Unggahannya bukan sekadar pengumuman, tetapi seperti catatan akhir dari seseorang yang pernah menghadapi badai dan tenang dalam kapal bernama BUMD—Perumda Aneka Usaha Kuningan. Dalam tulisan tersebut, Heni mengisahkan bagaimana selama masa jabatannya, ia berhasil menyelesaikan masalah lama, memperbaiki tata kelola organisasi, dan mengembangkan bisnis wisata.
Kata-kata “kehormatan, kebanggaan, dan kebahagiaan” menjadi penutup perjalanannya, yang seakan menyempurnakan simbolisme “tiga” yang menghiasi kisah mundurnya. Namun, publik mulai bertanya-tanya: mengapa Heni mundur di tengah jalan, tepat di angka tiga seolah begitu teka-teki?
Sumber di lingkungan pemerintah daerah menyebut bahwa surat pengunduran diri Heni Susilawati dari jabatan Direktur PDAU Kuningan diterima langsung oleh Bupati, H. Dian Rachmat Yanuar, dan efektif berlaku mulai 1 November 2025. Bupati mengakui bahwa Heni menyampaikan alasan ingin mengembangkan karier di tempat lain, meskipun ia belum sempat bertemu langsung karena agenda yang padat.

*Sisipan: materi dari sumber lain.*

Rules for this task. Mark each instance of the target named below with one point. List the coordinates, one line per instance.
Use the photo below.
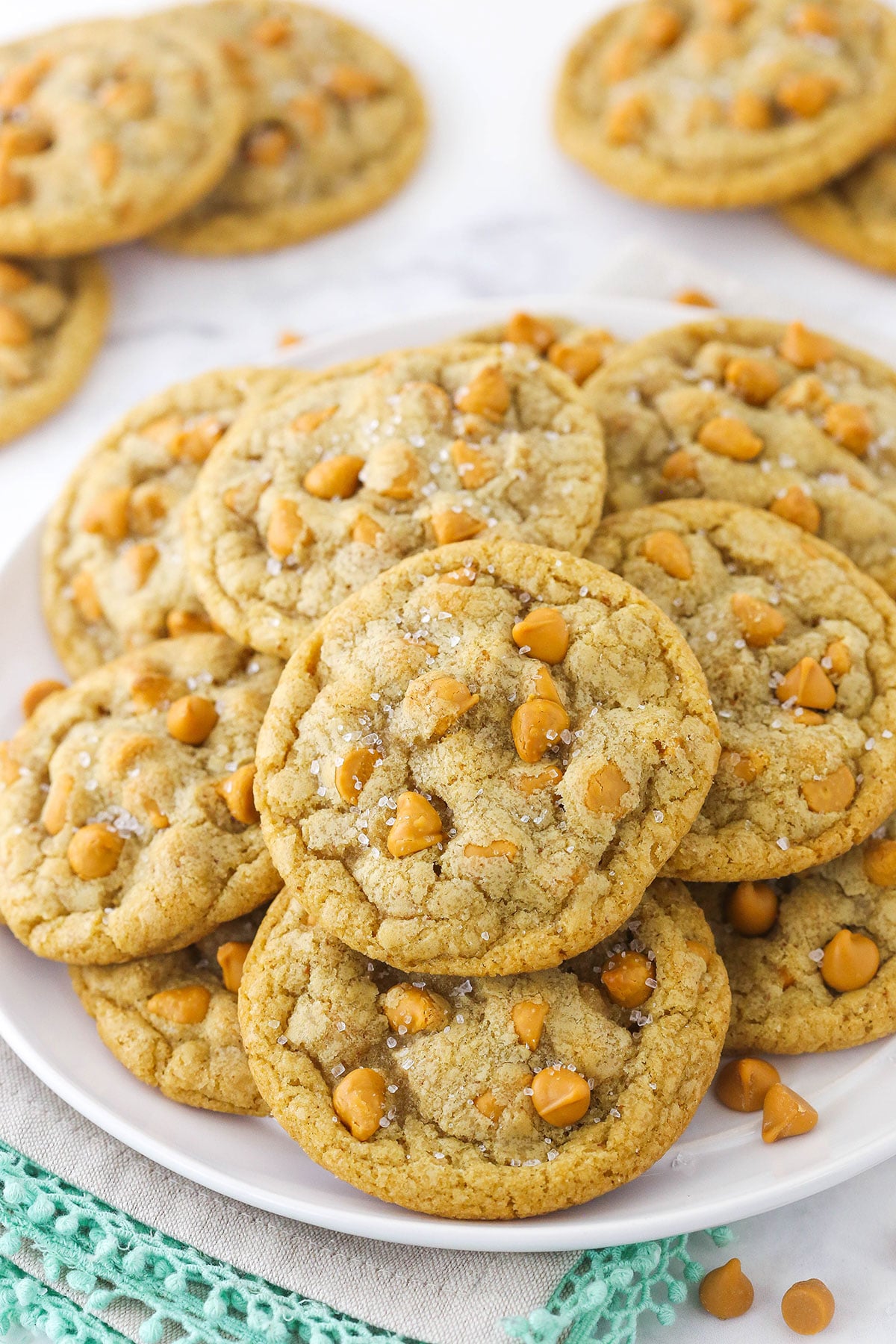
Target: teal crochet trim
(105, 1260)
(108, 1258)
(603, 1296)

Bupati Kuningan mengatakan bahwa ia sudah menugaskan Kabag Perekonomian dan SDA yang juga selaku Dewan Pengawas PDAU Kuningan, Tatiek Ratna Mustika, untuk menindaklanjuti administrasi serta menyiapkan serah terima jabatan agar roda perusahaan daerah tetap berputar tanpa hambatan. Meski langkah Heni meninggalkan perusahaan di saat Perumda Aneka Usaha Kuningan masih berjuang meningkatkan kontribusi terhadap PAD, bisa diibaratkan seperti nahkoda yang melompat dari kapal saat gelombang masih bergulung.
Namun, Bupati menanggapinya dengan kebijaksanaan birokratis. Ia menyatakan bahwa ia tidak akan menghalangi siapa pun yang ingin berkembang di bidang lain. Ia optimis bahwa PDAU Kuningan bisa tumbuh lebih cepat dengan model bisnis baru.
Pemerintah Kabupaten Kuningan kini tengah menyiapkan skenario baru untuk Perumda Aneka Usaha—termasuk kemungkinan berkolaborasi dengan pihak ketiga di sektor wisata dan mempercepat rotasi bisnis yang lebih likuid. Dinas Pariwisata juga akan dilibatkan untuk menata ulang potensi wisata daerah agar bisa menjadi “mesin penggerak” baru bagi perusahaan milik daerah itu.
Sementara itu, unggahan Heni di Instagram justru memunculkan multi-tafsir. Kalimat-kalimatnya terdengar halus namun mengandung nada simbolik—seolah menyiratkan bahwa di balik angka “tiga” itu ada cerita panjang tentang keseimbangan antara idealisme dan realita birokrasi, atau mungkin sesuatu hal yang bersifat politis secara dia mantan Ketua KPU Kuningan.
Bagi sebagian orang, keputusan mundur di tanggal itu terasa seperti sebuah ungkapan keikhlasan. Bagi yang lain, mungkin ini adalah bentuk perlawanan paling lembut dari seorang perempuan yang pernah memimpin, memperjuangkan, lalu memilih pergi dengan kepala tegak.
Bupati Kuningan pun tak lupa menyampaikan apresiasi atas dedikasi Heni selama masa kepemimpinan. Ia menegaskan bahwa serah terima estafet kepemimpinan akan segera dilakukan agar kinerja perusahaan tetap stabil dan pelayanan publik tidak terganggu.
Kini, setelah 3 tahun 3 bulan 3 hari mengukir langkah sebagai Direktur PDAU Kuningan, Heni meninggalkan jejak yang tak biasa—angka, waktu, dan kata berpadu dalam kisah pengabdian yang berakhir bukan karena kalah, tapi karena tahu kapan harus berhenti.
Dan seperti kata pepatah tua, kadang sebuah akhir yang elegan jauh lebih berharga daripada jabatan yang bertahan tanpa arah.
📲 Ikuti terus berita kami di Google News .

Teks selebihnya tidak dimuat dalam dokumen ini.